Hellinger Walter C, Yao Joseph D, Alvarez Salvador, Blair Janis E, Cawley John J, Paya Carlos V, O'Brien Peter C, Spivey James R, Dickson Rolland C, Harnois Denise M, Douglas David D, Hughes Christopher B, Nguyen Justin H, Mulligan David C, Steers Jeffrey L
Division of Infectious Diseases, Mayo Clinic, Jacksonville, FL 32224, USA.
Transplantation. 2002 Jun 27;73(12):1904-9. doi: 10.1097/00007890-200206270-00009.
Bacterial infection is a frequent, morbid, and mortal complication of liver transplantation. Selective bowel decontamination (SBD) has been reported to reduce the rate of bacterial infection after liver transplantation in uncontrolled trials, but benefits of this intervention have been less clear in controlled studies.
Eighty candidates for liver transplantation were randomly assigned in a double-blinded fashion to an SBD regimen consisting of gentamicin 80 mg+polymyxin E 100 mg+nystatin 2 million units (37 patients) or to nystatin alone (43 patients). Both treatments were administered orally in 10 ml (increasing to 20 ml, according to predefined criteria), four times daily, through day 21 after transplantation. Anal fecal swab cultures were performed on days 0, 4, 7, and 21. Rates of infection, death, and charges for medical care were assessed from day 0 through day 60.

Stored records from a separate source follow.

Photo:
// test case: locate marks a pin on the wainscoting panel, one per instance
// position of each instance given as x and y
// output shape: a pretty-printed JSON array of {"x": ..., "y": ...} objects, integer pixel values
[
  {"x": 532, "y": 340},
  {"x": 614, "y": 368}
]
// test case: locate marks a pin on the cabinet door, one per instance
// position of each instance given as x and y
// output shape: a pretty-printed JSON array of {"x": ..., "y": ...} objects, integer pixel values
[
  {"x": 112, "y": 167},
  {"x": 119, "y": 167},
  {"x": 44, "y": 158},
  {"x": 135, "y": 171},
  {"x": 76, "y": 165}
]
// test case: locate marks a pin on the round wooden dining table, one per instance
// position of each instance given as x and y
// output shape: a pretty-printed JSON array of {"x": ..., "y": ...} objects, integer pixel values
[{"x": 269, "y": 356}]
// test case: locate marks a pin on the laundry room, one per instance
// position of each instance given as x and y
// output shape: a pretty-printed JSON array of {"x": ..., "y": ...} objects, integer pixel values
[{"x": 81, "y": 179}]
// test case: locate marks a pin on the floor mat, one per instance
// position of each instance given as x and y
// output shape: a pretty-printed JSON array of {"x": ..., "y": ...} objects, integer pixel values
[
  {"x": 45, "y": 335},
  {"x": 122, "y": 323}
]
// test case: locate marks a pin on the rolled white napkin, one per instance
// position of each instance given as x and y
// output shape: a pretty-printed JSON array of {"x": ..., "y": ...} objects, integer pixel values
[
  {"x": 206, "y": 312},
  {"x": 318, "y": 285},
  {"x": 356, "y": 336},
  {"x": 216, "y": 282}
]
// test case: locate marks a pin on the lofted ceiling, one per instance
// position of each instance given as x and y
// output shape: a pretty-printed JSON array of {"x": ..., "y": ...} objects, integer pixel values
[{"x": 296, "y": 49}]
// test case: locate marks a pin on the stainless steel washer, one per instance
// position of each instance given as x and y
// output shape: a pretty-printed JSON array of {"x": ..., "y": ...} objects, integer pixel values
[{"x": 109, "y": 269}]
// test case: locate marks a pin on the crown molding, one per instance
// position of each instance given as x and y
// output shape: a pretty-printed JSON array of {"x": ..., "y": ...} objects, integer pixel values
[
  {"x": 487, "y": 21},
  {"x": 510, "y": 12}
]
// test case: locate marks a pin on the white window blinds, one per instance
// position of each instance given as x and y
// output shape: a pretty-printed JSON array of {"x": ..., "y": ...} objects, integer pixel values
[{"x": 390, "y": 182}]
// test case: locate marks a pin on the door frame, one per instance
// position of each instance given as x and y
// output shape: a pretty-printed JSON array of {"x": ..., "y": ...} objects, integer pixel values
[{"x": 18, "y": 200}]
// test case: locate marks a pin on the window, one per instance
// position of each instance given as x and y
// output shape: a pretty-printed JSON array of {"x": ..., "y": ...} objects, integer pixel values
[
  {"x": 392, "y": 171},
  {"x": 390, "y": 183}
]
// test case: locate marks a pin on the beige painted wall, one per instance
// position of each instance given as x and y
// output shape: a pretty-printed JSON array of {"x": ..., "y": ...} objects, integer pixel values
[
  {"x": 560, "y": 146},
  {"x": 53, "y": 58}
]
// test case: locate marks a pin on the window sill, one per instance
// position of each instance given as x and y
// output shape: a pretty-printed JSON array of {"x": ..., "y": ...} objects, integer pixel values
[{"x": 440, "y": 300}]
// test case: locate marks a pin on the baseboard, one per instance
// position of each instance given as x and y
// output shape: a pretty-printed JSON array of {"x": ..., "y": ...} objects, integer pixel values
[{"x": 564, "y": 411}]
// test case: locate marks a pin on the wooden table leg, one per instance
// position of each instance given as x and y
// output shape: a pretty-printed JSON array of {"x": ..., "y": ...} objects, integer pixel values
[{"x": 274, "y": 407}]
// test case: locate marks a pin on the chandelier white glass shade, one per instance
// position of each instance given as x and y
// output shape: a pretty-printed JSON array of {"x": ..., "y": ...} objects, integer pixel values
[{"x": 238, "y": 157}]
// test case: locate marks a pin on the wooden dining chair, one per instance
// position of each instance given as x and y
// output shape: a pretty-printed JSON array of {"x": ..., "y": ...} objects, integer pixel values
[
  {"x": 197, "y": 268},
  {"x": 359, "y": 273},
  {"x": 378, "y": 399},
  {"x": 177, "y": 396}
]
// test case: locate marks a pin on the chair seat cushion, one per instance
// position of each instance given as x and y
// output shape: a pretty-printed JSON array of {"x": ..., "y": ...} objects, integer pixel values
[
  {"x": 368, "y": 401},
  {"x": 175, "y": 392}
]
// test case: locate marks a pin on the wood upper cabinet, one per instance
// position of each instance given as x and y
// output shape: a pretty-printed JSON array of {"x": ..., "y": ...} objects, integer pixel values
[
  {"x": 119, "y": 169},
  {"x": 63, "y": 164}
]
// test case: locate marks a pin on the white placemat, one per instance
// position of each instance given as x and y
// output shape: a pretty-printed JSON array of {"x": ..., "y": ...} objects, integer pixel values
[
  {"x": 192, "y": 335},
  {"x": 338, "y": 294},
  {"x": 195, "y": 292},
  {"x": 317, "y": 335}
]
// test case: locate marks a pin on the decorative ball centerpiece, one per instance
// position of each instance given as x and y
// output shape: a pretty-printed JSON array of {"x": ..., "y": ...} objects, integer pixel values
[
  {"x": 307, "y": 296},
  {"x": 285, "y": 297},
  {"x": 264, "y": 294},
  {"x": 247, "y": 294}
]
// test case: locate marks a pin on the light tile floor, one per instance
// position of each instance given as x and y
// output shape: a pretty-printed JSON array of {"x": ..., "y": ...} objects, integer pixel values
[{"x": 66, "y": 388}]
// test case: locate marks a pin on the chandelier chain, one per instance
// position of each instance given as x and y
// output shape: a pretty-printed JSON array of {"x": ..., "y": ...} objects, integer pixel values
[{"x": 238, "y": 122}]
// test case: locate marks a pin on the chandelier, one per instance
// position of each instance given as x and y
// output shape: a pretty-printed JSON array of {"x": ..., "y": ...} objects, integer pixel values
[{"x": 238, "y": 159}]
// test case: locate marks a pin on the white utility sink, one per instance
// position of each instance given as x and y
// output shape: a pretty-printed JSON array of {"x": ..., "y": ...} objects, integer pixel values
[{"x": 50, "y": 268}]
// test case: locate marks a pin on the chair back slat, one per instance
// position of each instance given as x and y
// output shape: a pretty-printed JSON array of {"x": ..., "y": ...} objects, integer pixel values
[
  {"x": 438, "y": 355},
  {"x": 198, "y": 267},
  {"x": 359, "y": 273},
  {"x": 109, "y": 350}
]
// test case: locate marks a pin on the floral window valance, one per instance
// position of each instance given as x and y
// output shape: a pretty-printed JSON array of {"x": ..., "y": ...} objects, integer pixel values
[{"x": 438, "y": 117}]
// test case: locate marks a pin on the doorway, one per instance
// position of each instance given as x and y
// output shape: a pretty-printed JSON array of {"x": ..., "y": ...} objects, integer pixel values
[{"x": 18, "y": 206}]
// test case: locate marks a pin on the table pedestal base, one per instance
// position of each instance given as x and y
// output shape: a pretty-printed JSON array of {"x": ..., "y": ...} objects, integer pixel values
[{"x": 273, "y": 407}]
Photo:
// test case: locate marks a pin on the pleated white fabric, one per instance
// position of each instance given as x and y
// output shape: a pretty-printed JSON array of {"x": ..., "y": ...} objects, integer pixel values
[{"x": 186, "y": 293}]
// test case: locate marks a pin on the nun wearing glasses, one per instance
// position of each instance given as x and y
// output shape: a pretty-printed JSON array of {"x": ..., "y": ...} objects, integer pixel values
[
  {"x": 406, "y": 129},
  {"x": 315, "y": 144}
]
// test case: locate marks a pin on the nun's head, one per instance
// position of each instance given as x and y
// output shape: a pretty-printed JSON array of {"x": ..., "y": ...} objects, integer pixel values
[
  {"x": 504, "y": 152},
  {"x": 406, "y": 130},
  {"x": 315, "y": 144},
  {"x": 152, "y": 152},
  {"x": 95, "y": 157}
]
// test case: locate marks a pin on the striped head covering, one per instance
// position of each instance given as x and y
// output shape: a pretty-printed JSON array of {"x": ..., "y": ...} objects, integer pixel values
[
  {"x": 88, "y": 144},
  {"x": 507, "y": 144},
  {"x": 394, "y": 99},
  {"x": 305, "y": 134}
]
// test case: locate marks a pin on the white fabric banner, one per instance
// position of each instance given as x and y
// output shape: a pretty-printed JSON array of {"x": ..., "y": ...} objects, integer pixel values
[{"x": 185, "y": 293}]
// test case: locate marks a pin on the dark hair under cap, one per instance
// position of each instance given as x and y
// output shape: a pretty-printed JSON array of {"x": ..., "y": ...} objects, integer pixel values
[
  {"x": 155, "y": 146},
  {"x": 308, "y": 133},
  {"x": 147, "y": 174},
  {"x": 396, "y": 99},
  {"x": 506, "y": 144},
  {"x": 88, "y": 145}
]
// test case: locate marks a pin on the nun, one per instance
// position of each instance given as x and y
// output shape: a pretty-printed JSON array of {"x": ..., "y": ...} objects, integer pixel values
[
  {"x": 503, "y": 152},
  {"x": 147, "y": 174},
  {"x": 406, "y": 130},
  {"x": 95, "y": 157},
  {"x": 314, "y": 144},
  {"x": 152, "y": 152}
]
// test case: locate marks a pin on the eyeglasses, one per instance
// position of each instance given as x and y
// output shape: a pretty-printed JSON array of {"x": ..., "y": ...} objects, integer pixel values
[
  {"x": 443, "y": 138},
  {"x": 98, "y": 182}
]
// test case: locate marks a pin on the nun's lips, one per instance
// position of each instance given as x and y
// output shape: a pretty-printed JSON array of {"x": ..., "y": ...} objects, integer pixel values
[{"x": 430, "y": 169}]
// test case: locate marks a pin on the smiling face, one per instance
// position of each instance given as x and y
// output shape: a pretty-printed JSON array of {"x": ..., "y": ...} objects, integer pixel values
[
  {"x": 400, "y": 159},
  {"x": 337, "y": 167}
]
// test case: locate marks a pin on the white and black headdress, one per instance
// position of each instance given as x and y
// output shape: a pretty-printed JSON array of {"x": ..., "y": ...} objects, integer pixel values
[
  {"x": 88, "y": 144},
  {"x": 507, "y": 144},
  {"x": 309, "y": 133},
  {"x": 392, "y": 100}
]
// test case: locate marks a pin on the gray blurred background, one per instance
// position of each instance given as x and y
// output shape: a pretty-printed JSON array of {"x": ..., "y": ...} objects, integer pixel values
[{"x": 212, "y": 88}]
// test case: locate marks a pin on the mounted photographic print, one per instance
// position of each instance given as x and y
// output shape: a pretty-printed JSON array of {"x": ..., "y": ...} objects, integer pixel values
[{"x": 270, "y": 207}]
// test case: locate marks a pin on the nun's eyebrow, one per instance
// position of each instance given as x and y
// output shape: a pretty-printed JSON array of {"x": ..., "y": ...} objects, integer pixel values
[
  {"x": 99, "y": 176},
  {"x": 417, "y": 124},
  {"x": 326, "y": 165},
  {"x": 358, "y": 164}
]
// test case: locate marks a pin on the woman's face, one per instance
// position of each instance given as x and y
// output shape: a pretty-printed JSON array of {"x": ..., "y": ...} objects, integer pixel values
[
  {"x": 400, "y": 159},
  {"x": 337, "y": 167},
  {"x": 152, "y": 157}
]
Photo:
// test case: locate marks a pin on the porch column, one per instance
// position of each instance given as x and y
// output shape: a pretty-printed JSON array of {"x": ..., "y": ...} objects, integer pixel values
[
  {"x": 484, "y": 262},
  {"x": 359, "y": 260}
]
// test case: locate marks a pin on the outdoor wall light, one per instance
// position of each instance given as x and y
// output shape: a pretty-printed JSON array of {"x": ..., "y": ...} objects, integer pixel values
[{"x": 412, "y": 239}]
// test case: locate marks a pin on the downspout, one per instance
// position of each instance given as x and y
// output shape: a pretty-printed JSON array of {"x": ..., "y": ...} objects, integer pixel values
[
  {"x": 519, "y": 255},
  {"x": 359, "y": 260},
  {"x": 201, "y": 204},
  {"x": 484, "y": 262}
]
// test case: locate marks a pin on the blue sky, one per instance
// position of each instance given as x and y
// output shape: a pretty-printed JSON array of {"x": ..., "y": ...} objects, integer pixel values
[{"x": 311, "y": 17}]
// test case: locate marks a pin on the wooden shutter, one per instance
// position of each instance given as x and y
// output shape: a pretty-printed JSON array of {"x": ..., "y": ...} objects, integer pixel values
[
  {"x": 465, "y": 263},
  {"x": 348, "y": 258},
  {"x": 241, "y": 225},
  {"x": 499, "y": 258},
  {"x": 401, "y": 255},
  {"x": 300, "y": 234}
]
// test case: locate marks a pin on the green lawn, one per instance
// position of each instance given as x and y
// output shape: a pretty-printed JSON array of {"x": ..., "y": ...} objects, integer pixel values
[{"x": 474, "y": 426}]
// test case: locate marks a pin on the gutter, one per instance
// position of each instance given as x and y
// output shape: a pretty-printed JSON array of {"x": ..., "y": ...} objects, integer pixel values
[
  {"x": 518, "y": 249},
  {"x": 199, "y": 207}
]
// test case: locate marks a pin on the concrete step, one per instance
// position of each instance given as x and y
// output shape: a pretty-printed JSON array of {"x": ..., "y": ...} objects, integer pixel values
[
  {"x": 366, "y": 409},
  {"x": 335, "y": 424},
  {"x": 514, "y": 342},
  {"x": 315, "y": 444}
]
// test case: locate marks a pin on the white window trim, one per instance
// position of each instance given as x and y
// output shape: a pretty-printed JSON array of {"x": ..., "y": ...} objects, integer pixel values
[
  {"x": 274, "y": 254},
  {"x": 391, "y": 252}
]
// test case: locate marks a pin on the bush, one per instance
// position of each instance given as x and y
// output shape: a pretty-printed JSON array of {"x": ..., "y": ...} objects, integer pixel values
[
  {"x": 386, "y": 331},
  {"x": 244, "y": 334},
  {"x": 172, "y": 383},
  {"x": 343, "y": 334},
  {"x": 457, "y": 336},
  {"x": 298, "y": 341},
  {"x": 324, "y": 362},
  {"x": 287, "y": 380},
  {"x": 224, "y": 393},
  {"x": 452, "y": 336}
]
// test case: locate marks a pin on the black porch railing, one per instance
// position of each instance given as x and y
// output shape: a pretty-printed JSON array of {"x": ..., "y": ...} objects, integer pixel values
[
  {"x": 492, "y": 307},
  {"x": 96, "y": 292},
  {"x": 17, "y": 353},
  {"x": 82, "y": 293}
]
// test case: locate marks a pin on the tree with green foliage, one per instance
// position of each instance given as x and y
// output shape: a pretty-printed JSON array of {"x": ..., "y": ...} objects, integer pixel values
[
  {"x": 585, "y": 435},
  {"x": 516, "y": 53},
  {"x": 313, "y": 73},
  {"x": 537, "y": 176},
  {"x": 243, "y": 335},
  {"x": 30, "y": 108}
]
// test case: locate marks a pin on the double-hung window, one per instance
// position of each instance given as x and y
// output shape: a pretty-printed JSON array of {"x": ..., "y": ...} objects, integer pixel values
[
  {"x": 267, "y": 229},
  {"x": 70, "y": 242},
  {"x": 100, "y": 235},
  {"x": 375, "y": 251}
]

More than 85% of patients in both treatment groups began study treatment more than 3 days before transplantation. Rates of infection (32.4 vs. 27.9%), death (5.4 vs. 4.7%), or charges for medical care (median $194,000 vs. $163,000) were not reduced in patients assigned to SBD. On days 0, 4, 7, and 21, growth of aerobic gram-negative flora in fecal cultures of patients assigned to SBD was significantly less than that of patients taking nystatin alone; growth of aerobic gram-positive flora, anaerobes, and yeast was not significantly different.
Routine use of SBD in patients undergoing liver transplantation is not associated with significant benefit.
细菌感染是肝移植常见、致病且致命的并发症。在非对照试验中,据报道选择性肠道去污(SBD)可降低肝移植后细菌感染率,但在对照研究中,这种干预措施的益处尚不太明确。
80例肝移植候选者以双盲方式随机分配,一组接受由庆大霉素80毫克+多粘菌素E 100毫克+制霉菌素200万单位组成的SBD方案(37例患者),另一组仅接受制霉菌素治疗(43例患者)。两种治疗均通过口服10毫升(根据预定义标准增加至20毫升),每天4次,持续至移植后第21天。在第0、4、7和21天进行肛门粪便拭子培养。从第0天到第60天评估感染率、死亡率和医疗费用。
两个治疗组中超过85%的患者在移植前3天以上开始研究治疗。接受SBD治疗的患者的感染率(32.4%对27.9%)、死亡率(5.4%对4.7%)或医疗费用(中位数194,000美元对163,000美元)均未降低。在第0、4、7和21天,接受SBD治疗的患者粪便培养中的需氧革兰氏阴性菌生长明显少于仅接受制霉菌素治疗的患者;需氧革兰氏阳性菌、厌氧菌和酵母菌的生长无显著差异。
肝移植患者常规使用SBD并无显著益处。